# Never give up on what you desire most.



## Waterdash

Kumusta!

I'm curious as to how you would say the phrase "never give up on what you desire most" in Tagalog. Also, I was wondering if there are any similar meaning phrases commonly used or well known phrases used by Tagalog speakers.

Salamat,
Waterdash


----------



## niernier

*Never give up on what you desire most. = *"Wag na wag mong isusuko ang pinakamimithi mo."

Another suggestion, with some poetic license,

"Kainlanman ay wag mong isusuko ang pinakamimithi mo."


----------



## Waterdash

Salamat niernier! Out of curiosity, what does the bottom phrase literally translate to "Kainlanman ay wag mong isusuko ang pinakamimithi mo."?


----------



## niernier

One of the common phrases where the word kailanman is used is, ngayon at kailanman (now and forever).
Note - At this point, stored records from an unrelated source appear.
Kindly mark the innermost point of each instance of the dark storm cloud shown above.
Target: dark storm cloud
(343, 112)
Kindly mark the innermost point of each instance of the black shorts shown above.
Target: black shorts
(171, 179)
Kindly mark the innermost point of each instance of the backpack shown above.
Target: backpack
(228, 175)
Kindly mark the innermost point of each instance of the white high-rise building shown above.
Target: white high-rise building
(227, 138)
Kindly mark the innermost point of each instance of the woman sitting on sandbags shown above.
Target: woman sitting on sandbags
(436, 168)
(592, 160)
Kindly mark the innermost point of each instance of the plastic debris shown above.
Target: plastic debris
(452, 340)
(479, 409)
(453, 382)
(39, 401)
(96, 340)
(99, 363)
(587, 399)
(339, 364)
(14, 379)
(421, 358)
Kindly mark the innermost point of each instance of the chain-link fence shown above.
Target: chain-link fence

Kailanman also refers to all the past and the future time.

So a literal translation would be:

Forever, don't give up on what you desire most.

But in English, I guess you can combine forever and don't to a single word never. 

Also, in our regular conversations,

don't -> wag
don't ever -> wag na wag

Note that wag is a contraction of huwag. This should explain the first of the two suggested phrases.


----------